Taking suo moto notice of the use of excessive force by the police against lawyers and journalists, the Supreme Court on Monday ordered suspension of two top officials of the capital police and the deputy commissioner. Last Saturday, these officials directed a 'teach them a lesson' kind of operation against some lawyers who wanted to disrupt the scrutiny of nomination papers of presidential candidates by the Election Commission of Pakistan.
With the help of about a thousand-strong force, some of it in plain clothes, the Inspector General and his deputy saw to it that the protesting lawyers who numbered not even half of the police force, were beaten hard enough not to venture another such demonstration. The tear gas used to disperse the crowd was more pungent than the one generally used, prompting the court to order its chemical analysis.
The cruelty of the police action can be assessed by the report that the baton-charging policemen did not spare someone who lay unconscious by the roadside. By the end of the day the casualty score was simply shocking: over 40 lawyers, about 20 journalists and at least three political figures suffered wounds and had to be treated at the hospital.
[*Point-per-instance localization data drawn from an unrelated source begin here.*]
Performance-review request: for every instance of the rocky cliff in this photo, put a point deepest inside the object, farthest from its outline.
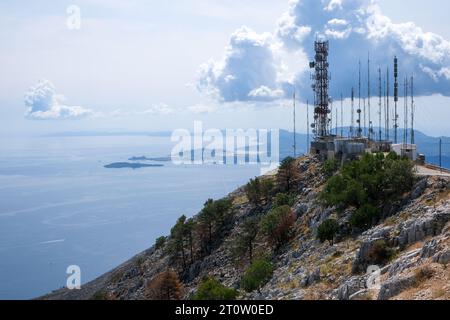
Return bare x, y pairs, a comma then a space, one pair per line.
416, 230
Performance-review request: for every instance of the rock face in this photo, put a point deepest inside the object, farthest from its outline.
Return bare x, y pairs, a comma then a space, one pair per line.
389, 261
430, 224
393, 287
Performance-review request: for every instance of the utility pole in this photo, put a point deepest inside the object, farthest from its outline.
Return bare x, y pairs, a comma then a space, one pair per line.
365, 123
352, 127
368, 96
387, 106
295, 129
413, 138
379, 104
359, 102
342, 116
336, 121
395, 100
406, 111
307, 126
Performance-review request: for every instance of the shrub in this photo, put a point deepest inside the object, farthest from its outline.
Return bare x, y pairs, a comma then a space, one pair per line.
423, 274
257, 275
277, 225
330, 167
160, 242
328, 230
287, 174
247, 237
211, 220
99, 295
164, 286
283, 199
258, 191
211, 289
380, 253
364, 217
374, 179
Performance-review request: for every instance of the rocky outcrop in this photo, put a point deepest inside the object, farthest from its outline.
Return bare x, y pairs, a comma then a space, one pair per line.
429, 224
416, 234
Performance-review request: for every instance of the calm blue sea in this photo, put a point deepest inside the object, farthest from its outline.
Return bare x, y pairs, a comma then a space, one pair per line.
60, 207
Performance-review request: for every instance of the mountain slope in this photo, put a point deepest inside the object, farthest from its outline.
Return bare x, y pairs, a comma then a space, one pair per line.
415, 228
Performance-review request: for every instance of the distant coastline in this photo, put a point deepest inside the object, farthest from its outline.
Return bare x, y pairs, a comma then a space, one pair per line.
124, 165
156, 159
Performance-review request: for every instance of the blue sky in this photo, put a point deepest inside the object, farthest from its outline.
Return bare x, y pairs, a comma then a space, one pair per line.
143, 65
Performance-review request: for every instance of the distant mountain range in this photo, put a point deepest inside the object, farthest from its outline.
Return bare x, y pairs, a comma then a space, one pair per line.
427, 145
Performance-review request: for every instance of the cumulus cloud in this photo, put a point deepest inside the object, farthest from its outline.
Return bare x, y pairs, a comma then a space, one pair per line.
202, 109
251, 66
44, 103
159, 109
248, 70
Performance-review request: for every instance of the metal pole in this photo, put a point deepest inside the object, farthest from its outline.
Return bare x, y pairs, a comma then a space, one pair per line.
295, 129
342, 116
307, 125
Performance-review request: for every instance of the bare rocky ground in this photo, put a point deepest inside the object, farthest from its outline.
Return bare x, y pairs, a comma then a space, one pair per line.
416, 229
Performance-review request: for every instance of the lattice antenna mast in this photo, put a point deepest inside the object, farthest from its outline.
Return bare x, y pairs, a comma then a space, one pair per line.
307, 126
406, 112
295, 129
342, 115
368, 97
395, 100
413, 138
352, 120
379, 104
359, 103
365, 122
321, 85
387, 106
386, 115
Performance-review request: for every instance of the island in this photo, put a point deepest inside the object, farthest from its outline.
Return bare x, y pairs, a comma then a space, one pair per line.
123, 165
144, 158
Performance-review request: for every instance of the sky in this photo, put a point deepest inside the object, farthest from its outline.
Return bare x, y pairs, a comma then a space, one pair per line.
159, 65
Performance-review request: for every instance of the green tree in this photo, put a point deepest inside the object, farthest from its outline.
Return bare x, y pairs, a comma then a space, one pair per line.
164, 286
283, 199
212, 218
365, 217
258, 191
211, 289
257, 275
330, 167
328, 230
247, 236
367, 184
277, 225
189, 228
160, 242
177, 234
287, 174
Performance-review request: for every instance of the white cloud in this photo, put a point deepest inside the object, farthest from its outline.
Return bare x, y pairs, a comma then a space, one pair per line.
249, 64
202, 109
266, 93
159, 109
356, 27
254, 66
44, 104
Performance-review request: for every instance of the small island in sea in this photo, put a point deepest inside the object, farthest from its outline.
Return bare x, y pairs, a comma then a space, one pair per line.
144, 158
123, 165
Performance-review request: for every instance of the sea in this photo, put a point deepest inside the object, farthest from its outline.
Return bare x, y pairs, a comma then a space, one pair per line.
59, 205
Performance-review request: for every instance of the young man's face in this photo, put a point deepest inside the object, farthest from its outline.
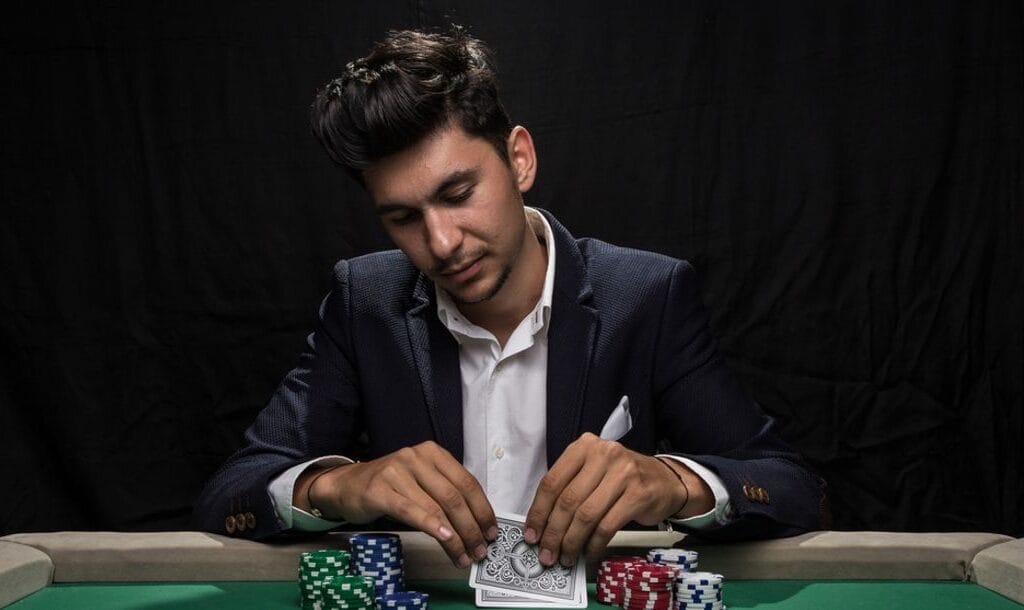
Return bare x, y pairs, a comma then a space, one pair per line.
456, 209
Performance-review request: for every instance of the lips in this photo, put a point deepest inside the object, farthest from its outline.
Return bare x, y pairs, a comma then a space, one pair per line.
464, 273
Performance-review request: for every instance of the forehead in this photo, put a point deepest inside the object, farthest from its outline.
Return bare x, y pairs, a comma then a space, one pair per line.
414, 174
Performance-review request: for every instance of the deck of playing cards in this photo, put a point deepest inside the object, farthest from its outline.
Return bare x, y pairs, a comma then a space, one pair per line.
511, 575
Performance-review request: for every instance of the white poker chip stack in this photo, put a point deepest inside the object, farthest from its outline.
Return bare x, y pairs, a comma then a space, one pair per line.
693, 590
681, 559
698, 591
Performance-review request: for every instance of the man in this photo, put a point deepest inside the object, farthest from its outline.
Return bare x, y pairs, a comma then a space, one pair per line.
494, 361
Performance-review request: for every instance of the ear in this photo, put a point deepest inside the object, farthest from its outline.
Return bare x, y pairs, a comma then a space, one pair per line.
522, 158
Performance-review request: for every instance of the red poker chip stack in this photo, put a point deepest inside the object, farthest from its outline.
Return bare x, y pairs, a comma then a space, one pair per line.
649, 586
611, 578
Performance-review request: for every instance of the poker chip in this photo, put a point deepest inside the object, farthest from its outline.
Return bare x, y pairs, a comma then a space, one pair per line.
682, 559
611, 578
379, 557
648, 586
698, 591
346, 593
316, 568
665, 579
404, 600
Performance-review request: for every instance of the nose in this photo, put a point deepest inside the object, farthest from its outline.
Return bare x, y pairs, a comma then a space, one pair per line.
443, 233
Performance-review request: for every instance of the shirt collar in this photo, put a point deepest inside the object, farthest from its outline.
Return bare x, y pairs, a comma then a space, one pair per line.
461, 328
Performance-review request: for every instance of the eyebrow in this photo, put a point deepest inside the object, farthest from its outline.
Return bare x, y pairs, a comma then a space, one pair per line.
456, 177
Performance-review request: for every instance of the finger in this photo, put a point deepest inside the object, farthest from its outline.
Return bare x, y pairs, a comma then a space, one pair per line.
472, 492
398, 495
549, 489
455, 490
567, 510
590, 516
613, 520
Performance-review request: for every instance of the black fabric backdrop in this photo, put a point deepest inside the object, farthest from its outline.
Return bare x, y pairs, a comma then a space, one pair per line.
846, 177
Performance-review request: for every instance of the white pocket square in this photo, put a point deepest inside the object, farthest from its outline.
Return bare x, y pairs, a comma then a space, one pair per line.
620, 422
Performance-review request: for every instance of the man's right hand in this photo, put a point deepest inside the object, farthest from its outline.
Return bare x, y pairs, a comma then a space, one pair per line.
423, 486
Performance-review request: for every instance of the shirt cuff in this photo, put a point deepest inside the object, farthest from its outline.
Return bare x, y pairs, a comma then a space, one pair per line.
717, 516
282, 488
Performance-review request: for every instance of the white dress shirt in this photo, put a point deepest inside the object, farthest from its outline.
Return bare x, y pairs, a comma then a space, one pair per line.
504, 415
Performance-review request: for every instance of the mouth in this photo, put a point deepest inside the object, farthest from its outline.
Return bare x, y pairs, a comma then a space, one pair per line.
463, 273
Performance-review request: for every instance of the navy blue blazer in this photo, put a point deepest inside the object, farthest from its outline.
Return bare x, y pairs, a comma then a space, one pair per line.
381, 373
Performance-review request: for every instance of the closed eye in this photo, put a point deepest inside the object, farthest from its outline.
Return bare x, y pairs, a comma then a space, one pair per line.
459, 198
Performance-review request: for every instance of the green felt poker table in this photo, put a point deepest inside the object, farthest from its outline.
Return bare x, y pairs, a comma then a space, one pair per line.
819, 570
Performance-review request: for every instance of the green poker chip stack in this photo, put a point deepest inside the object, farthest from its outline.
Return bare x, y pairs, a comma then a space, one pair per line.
347, 593
314, 569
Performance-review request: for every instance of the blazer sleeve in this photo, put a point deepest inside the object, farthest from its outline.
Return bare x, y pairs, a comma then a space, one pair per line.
710, 419
314, 411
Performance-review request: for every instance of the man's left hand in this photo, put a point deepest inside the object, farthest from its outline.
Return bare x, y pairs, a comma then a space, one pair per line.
596, 487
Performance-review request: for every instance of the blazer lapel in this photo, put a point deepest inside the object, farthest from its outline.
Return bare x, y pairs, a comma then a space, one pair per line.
570, 342
436, 355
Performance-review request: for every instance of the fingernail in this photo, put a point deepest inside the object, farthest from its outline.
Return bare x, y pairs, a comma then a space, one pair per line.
546, 557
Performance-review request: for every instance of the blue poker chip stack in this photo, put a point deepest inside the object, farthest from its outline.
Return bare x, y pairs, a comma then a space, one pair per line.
698, 591
378, 556
681, 559
403, 600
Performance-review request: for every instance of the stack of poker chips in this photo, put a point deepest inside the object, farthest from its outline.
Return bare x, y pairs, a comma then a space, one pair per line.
611, 578
403, 600
649, 586
698, 591
378, 556
314, 568
346, 592
681, 559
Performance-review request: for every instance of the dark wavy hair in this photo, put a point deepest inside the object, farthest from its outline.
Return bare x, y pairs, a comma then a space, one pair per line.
410, 85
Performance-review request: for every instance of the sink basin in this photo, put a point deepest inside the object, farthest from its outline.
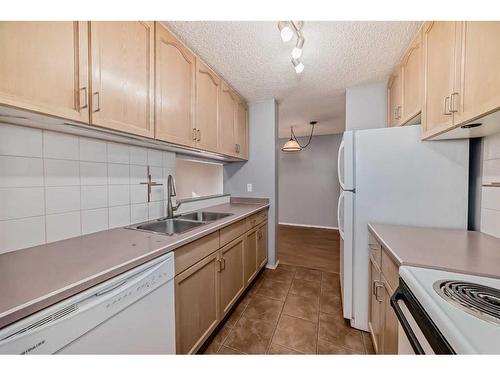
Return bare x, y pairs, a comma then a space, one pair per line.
204, 216
169, 226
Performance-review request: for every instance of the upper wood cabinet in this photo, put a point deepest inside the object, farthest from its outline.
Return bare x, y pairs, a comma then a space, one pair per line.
241, 128
175, 88
227, 144
122, 71
44, 67
207, 107
411, 79
477, 81
394, 98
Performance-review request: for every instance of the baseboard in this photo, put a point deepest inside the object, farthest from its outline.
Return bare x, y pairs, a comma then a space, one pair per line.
273, 266
309, 226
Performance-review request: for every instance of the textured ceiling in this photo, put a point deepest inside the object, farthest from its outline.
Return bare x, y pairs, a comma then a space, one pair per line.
254, 60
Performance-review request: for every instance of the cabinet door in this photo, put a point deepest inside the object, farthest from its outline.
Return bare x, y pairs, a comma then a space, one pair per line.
375, 313
262, 246
122, 64
231, 274
196, 307
390, 322
250, 256
478, 90
241, 129
175, 89
227, 139
412, 80
44, 67
394, 98
438, 42
207, 107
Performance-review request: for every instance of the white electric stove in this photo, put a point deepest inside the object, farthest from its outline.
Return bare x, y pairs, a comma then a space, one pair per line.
444, 312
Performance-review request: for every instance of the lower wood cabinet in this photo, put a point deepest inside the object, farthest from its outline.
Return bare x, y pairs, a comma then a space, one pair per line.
196, 303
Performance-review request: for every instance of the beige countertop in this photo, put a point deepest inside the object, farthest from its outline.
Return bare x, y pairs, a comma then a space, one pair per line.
452, 250
37, 277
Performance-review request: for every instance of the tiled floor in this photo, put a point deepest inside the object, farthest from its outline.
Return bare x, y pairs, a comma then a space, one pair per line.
290, 310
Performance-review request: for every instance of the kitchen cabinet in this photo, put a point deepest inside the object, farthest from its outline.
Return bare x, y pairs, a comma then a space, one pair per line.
196, 303
122, 76
394, 98
207, 107
231, 279
227, 139
411, 80
250, 258
262, 245
175, 89
44, 68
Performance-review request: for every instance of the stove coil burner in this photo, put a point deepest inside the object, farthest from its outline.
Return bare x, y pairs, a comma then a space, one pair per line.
479, 300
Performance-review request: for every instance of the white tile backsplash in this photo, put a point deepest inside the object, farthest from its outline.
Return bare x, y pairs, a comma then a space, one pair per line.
55, 186
20, 141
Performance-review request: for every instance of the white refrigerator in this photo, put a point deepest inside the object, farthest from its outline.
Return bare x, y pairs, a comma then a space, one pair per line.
388, 175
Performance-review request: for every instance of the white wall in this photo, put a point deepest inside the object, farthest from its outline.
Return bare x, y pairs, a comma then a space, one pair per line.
366, 106
308, 183
55, 186
262, 167
490, 196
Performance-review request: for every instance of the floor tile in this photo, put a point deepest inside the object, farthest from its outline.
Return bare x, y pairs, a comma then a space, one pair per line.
297, 334
326, 347
274, 289
264, 308
302, 307
308, 274
335, 329
226, 350
367, 340
305, 288
278, 349
250, 336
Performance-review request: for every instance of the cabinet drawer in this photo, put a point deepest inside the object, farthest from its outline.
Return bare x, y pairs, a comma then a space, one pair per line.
256, 219
193, 252
375, 250
390, 270
232, 231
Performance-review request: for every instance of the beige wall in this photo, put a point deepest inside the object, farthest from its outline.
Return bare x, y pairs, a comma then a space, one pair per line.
197, 179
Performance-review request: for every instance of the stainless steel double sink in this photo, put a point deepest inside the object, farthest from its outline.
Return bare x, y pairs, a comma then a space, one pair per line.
181, 223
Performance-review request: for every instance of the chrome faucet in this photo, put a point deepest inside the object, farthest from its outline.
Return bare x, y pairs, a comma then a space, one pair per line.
171, 193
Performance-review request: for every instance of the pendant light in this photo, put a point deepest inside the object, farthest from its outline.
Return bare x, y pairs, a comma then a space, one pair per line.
293, 145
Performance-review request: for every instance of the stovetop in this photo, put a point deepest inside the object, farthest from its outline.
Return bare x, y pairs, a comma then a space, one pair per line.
465, 308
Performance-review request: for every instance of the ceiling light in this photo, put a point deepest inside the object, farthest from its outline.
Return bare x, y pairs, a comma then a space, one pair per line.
297, 51
285, 31
299, 67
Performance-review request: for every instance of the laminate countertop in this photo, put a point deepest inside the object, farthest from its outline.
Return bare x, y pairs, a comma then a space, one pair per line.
37, 277
452, 250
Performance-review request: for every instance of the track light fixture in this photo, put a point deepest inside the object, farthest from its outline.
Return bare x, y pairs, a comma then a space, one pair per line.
287, 30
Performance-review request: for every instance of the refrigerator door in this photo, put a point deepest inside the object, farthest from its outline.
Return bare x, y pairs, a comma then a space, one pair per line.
345, 161
345, 212
403, 180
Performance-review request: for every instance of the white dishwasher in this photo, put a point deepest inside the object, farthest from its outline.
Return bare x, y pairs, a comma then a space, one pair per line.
132, 313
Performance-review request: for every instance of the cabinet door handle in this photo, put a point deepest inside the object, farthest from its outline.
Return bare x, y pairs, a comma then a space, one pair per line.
98, 101
446, 103
452, 103
84, 95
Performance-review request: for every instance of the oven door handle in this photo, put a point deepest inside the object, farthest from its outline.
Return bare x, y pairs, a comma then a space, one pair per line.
400, 296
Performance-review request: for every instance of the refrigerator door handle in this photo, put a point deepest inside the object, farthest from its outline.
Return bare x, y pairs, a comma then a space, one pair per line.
339, 207
339, 164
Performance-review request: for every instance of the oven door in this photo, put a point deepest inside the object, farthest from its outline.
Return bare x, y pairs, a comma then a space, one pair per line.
417, 332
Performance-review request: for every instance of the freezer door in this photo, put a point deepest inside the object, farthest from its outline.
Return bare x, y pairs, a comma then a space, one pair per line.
345, 161
345, 219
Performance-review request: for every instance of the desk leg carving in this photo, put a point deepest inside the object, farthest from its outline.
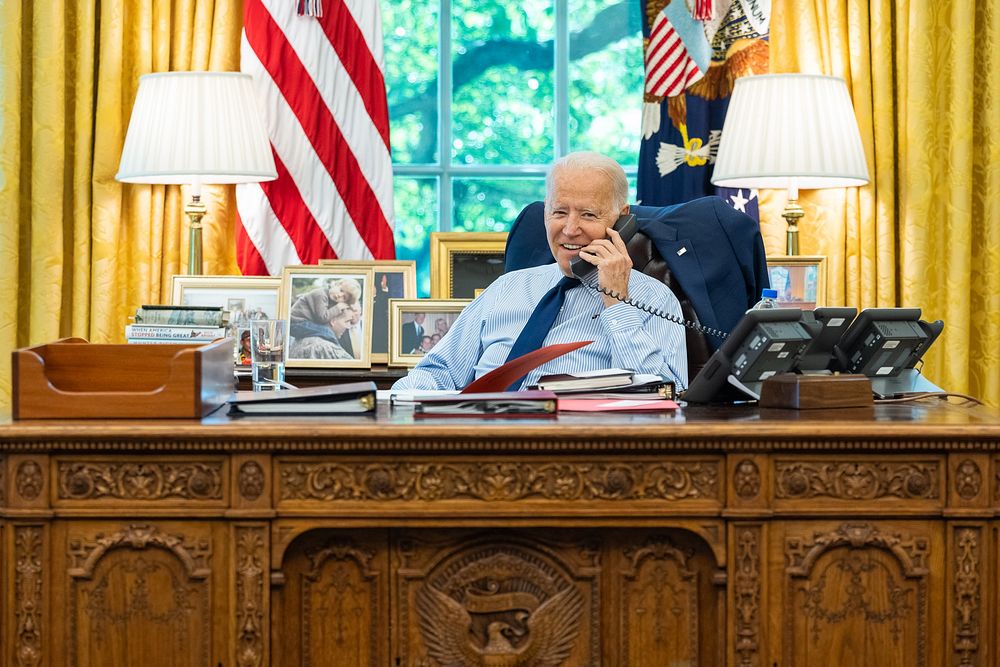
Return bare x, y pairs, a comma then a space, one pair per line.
747, 594
968, 567
250, 595
28, 549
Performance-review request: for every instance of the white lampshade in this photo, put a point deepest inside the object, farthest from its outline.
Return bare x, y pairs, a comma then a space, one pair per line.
194, 128
794, 131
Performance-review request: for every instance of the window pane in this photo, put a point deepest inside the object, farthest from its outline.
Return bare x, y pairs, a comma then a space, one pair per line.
502, 85
492, 204
606, 78
410, 28
416, 204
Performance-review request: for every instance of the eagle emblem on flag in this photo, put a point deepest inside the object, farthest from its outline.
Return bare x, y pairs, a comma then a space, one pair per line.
693, 52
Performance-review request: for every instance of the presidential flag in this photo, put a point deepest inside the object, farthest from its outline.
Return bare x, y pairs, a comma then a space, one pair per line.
317, 69
691, 62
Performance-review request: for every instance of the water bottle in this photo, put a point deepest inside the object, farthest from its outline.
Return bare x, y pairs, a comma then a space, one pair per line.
768, 300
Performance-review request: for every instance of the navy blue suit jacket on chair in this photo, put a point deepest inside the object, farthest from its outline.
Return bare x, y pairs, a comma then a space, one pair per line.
713, 253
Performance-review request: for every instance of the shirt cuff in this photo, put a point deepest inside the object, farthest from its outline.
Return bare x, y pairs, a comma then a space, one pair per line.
622, 317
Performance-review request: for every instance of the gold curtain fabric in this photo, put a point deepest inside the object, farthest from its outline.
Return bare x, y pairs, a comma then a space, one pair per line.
925, 80
78, 250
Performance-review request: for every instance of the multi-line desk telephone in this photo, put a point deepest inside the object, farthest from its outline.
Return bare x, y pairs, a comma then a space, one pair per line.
884, 344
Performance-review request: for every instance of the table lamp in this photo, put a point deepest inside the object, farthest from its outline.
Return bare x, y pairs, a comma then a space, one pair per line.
196, 128
792, 131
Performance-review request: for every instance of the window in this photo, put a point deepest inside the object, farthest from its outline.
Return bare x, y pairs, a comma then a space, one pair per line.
484, 94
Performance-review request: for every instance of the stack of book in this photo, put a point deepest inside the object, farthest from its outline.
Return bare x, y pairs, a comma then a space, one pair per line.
176, 324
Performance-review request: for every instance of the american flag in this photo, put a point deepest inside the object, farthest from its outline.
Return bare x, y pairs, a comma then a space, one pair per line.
674, 60
320, 85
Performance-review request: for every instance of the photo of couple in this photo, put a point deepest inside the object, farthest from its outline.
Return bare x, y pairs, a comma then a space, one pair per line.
418, 337
329, 318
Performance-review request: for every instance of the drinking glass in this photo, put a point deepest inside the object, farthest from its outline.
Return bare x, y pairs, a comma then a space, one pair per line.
268, 349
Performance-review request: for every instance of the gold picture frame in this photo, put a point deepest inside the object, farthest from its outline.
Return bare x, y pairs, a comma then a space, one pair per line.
394, 279
462, 262
244, 297
403, 340
799, 279
306, 300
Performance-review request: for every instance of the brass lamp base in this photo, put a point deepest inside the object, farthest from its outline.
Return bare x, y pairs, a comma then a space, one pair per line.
792, 213
195, 211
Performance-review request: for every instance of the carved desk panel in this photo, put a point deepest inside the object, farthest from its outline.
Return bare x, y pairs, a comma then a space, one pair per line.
709, 536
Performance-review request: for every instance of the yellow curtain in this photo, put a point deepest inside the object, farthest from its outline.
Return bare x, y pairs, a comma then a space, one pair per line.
78, 250
925, 80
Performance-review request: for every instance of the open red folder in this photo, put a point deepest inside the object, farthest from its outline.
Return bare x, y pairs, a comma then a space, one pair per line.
503, 376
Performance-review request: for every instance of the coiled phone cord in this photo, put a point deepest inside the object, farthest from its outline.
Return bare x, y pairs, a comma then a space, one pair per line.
646, 308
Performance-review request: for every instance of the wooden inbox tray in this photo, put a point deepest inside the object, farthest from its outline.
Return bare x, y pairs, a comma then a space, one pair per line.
71, 378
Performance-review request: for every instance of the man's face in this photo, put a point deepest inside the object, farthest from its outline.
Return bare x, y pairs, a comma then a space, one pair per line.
580, 210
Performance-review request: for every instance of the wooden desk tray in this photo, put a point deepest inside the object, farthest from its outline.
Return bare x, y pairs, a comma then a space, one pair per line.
71, 378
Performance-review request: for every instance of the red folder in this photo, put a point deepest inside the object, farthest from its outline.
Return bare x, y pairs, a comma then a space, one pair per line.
502, 377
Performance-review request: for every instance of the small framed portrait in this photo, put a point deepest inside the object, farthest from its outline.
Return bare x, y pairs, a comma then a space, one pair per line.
329, 313
800, 280
394, 279
462, 262
244, 297
417, 325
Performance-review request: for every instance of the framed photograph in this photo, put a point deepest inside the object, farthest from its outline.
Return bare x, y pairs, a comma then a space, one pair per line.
462, 262
800, 280
416, 326
394, 279
245, 297
329, 313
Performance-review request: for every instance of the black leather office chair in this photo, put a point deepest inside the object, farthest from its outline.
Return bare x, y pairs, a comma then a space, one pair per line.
709, 255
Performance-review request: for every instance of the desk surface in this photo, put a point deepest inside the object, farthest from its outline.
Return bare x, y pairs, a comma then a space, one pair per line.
925, 424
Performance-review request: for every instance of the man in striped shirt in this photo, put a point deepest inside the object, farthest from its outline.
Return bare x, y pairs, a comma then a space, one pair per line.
585, 194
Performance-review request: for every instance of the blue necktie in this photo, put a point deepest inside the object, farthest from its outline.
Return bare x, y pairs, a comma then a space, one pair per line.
538, 325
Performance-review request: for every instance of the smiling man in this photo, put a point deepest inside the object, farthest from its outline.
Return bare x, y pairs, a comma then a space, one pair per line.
585, 194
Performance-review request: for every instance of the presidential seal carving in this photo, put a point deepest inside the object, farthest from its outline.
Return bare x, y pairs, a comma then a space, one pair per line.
499, 606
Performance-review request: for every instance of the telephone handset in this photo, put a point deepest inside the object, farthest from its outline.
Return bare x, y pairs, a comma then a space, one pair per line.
626, 227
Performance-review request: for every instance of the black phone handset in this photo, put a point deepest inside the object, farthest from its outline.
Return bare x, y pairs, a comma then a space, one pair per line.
626, 227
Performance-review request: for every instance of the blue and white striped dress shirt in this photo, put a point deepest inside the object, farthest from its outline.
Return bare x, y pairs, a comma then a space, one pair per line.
624, 337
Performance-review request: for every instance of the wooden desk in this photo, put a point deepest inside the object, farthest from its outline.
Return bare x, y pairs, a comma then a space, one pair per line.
711, 536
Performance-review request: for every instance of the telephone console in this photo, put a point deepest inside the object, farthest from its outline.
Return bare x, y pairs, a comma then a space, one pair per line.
764, 343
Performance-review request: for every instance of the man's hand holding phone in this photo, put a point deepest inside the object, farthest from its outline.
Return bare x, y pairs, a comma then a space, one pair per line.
610, 257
The kind of treatment the police meted out to the demonstrators and journalists was far more brutal than the one normally reserved for the violators of law and order in such public demonstrations.
If police officials and the deputy commissioner were under instructions to teach the protestors an unforgettable lesson, it was against the law no doubt, but the question is why were the lawyers on the streets to disrupt the electoral process by physical force? Being the eyes and ears of society they should pursue their struggle through courts and their weapons should be the law books.
But here they were scuffling with the police and the arena was situated right on the Constitution Avenue, within earshot of the President House, near the Main Secretariat and equidistant from the Supreme Court and the Election Commission office. Of course, sit-ins and human-chain sieges are part of protests even in the most civilised societies, but nowhere do the lawyers take upon themselves the duty of physically disrupting the electoral process.
The torture and punishment the police delivered to the media persons is understandable, though unacceptable. Ever since the lawyers' drive through the country in support of Chief Justice Iftikhar Muhammad Chaudhry was reported live by the electronic media with uninhabited openness the government is wary of this genie that has got out of the bottle.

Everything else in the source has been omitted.